Patricia Monture-Angus (September 24, 1958 – November 17, 2010) was a Canadian Mohawk lawyer, activist, educator and author.

Monture-Angus was a member of the Six Nations of the Grand River. She graduated from Queen's University law school in May 1988, and went on to briefly study (but did not graduate) at Osgoode Hall.
In August 1988, Monture-Angus filed a suit in Ontario's Supreme Court stating that she should not be required to take an oath of allegiance to the Queen because she is a member of a sovereign nation. According to Sections 4 and 5 of the Public Officers Act, R.S.O. 1980, c. 4 15 as amended, and Rules 53 (4) and 5 1 under the Law Society Act which stated that any person appointed to any office in Ontario or called as a barrister or admitted as a solicitor must declare the following oath:

I... do swear that I will be faithful and bear true allegiance to Her Majesty Queen Elizabeth the Second (or the reigning Sovereign for the time being), her heirs and successors according to law. So help me God.

Monture-Angus argued that she was a member of a sovereign people, the Mohawk Nation, whose sovereignty has never been surrendered or extinguished. This sovereignty has been consistently recognized through treaties and historical custom, both pre-dating Confederation and continuing uninterrupted thereafter.
The case never went to court. The Law Society agreed to change its rules and make the oath optional. Monture-Angus was called to the Ontario bar in January 1994.

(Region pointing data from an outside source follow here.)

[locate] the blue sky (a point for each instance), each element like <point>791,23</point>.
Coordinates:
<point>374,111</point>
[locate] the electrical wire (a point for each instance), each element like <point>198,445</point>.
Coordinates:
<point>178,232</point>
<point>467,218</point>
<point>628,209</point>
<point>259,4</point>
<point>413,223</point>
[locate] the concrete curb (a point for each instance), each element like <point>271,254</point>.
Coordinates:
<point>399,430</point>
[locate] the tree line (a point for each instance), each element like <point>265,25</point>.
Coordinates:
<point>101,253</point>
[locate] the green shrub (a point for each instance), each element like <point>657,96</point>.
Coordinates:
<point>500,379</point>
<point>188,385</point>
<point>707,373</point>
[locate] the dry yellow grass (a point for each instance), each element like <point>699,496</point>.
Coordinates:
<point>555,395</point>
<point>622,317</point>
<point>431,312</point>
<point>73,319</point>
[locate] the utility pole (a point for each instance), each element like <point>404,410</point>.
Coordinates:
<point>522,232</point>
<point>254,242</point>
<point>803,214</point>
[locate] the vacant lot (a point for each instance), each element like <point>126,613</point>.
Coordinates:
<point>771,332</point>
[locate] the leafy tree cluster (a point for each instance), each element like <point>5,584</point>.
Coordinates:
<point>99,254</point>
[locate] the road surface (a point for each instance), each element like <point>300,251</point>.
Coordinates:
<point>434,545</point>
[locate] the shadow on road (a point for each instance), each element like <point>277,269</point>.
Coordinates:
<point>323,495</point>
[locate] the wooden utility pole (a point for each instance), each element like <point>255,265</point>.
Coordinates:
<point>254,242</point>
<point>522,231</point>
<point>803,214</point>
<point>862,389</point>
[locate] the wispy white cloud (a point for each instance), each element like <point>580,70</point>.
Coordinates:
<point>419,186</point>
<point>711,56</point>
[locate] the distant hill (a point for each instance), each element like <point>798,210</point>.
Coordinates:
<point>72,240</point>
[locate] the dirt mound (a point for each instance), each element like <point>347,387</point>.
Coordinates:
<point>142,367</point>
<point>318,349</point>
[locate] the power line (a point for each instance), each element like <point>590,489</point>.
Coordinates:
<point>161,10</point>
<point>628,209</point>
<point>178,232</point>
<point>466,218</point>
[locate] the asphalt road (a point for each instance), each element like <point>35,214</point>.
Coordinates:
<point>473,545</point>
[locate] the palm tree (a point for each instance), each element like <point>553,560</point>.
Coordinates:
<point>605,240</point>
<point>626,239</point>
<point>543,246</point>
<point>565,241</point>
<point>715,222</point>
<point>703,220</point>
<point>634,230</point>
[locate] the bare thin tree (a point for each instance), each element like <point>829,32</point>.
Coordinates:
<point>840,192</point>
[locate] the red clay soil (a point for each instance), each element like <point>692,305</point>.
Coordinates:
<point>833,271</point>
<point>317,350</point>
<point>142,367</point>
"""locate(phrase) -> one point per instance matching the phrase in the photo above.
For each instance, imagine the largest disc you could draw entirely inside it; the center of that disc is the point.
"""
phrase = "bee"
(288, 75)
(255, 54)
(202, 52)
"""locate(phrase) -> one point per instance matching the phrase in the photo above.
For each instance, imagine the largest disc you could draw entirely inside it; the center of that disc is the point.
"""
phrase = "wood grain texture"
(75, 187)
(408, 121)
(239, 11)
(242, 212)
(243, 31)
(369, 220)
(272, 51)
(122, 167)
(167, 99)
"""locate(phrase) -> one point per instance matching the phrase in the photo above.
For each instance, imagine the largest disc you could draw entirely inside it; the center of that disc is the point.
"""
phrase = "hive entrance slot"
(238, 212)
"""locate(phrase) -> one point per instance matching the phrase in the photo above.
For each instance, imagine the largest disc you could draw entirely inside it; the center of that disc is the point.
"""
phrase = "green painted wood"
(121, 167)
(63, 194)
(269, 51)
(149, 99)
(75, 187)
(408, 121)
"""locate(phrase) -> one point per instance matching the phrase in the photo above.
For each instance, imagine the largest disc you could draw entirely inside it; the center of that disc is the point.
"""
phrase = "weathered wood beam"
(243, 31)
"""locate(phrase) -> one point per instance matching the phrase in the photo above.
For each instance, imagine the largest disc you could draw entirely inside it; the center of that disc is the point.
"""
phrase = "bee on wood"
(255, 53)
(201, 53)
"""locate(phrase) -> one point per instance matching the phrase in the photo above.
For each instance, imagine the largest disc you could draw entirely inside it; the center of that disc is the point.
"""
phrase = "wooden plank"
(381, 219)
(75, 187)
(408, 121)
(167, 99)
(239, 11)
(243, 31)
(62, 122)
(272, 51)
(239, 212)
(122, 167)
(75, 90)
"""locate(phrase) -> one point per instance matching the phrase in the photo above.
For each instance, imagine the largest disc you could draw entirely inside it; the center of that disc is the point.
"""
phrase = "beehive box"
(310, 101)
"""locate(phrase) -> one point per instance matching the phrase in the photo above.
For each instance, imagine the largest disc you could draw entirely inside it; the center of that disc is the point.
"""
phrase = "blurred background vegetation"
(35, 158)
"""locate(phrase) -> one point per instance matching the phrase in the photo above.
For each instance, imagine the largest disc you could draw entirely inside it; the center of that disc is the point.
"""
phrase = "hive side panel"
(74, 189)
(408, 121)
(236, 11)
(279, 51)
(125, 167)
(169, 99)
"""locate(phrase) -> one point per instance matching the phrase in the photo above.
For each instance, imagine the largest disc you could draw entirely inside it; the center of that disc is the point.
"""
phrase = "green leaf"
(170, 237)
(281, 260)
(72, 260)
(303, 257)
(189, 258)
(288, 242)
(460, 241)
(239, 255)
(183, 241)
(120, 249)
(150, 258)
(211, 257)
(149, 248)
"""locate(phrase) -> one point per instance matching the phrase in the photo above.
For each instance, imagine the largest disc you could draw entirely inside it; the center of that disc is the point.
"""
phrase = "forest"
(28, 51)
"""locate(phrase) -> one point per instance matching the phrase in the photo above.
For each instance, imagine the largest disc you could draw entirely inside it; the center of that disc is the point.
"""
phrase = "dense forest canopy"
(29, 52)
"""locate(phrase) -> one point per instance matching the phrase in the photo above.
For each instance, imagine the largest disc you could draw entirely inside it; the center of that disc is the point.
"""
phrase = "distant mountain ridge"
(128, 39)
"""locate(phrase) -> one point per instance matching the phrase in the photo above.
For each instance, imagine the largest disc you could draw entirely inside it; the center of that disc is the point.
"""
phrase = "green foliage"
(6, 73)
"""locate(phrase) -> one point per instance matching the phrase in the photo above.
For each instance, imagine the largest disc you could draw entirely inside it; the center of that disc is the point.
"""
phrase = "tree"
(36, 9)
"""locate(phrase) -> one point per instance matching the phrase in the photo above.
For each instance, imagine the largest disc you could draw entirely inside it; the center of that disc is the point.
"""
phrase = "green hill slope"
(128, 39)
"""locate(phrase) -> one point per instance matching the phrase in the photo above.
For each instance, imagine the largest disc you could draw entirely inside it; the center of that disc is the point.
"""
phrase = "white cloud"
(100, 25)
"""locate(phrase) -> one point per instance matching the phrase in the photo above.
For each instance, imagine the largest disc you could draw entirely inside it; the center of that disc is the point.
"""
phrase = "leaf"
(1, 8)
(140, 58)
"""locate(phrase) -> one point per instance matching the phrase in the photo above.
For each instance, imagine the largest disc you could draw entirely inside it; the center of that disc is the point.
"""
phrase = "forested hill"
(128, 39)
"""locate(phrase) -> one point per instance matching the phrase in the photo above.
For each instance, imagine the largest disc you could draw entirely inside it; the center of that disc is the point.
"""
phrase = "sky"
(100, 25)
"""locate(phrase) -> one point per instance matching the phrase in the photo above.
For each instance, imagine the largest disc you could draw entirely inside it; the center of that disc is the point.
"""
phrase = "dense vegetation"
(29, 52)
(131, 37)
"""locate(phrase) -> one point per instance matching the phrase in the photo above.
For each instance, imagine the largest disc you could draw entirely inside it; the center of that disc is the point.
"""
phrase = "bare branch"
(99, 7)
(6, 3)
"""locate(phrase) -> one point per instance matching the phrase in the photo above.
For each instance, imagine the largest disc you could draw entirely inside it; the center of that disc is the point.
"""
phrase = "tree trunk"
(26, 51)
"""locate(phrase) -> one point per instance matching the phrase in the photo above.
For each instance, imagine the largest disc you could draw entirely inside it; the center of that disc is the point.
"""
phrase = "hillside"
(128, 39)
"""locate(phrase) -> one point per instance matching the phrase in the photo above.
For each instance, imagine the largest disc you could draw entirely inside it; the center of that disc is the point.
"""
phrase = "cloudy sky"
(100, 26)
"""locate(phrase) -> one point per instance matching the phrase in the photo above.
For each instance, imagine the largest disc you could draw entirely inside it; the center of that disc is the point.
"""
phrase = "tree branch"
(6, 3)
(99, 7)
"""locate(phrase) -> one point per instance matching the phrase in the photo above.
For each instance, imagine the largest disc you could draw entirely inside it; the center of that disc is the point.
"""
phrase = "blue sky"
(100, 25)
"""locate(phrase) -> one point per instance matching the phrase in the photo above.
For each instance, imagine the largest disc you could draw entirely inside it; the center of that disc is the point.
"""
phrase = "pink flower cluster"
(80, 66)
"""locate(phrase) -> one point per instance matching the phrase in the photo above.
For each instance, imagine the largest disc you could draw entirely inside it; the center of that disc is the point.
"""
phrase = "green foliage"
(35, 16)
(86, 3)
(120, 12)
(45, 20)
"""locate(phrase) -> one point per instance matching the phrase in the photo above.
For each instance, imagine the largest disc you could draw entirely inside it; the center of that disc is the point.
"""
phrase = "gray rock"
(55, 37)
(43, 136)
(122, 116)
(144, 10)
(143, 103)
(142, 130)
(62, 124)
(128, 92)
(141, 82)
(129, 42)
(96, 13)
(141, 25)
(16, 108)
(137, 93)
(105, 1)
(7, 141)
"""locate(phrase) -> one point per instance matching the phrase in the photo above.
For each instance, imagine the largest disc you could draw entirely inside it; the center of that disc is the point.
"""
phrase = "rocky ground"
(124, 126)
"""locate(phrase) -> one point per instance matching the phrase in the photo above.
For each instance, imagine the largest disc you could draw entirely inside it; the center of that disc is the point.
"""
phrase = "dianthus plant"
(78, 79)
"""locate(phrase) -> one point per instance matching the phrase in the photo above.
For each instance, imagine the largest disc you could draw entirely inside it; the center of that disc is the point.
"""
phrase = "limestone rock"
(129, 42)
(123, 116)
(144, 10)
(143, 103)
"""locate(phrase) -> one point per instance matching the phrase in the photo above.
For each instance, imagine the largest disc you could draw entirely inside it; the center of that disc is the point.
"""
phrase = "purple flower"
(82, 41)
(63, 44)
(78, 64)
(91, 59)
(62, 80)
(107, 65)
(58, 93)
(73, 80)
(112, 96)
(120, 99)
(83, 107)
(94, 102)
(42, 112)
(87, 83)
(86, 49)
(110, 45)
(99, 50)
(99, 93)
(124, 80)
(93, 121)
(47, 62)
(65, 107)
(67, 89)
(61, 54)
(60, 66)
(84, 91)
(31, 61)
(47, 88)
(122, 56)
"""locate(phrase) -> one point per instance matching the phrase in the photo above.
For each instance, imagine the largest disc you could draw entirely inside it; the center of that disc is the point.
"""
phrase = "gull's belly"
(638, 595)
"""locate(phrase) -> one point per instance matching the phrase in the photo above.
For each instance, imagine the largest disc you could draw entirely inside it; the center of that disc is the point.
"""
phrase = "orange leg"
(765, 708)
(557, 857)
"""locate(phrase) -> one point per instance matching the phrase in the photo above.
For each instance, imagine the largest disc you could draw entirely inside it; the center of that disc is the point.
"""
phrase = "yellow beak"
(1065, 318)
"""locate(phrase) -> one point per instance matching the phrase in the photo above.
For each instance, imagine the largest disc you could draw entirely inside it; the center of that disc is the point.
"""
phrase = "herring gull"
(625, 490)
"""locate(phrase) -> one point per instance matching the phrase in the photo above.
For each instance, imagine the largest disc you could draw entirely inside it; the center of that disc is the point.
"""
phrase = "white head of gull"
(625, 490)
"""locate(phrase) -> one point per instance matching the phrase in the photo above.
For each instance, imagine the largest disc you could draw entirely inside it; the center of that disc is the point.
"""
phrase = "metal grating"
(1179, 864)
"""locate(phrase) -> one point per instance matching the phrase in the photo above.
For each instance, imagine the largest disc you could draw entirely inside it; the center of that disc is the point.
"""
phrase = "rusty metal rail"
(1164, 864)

Monture-Angus taught law at Dalhousie University and at the University of Ottawa's Common Law School before accepting a position in the Department of Native Studies at the University of Saskatchewan in 1994. She was granted tenure in 1998 and promoted to full professor in 1999.
She married Denis Angus of the Thunderchild First Nation Cree Nation, of Treaty Six, in 1991.
Patricia Monture-Angus died on November 17, 2010, in Saskatoon, Saskatchewan.

==Publications==
- Thunder in my Soul: A Mohawk Woman Speaks. Fernwood Publishing, Halifax, 1995.
- Journeying Forward: Dreaming First Nations' Independence. Fernwood Publishing, Halifax, 1999.
- First Voices: An Aboriginal Women's Reader Monture-Angus, Patricia and Patricia Mcguire (Eds). Inanna Publications, Toronto, 2009.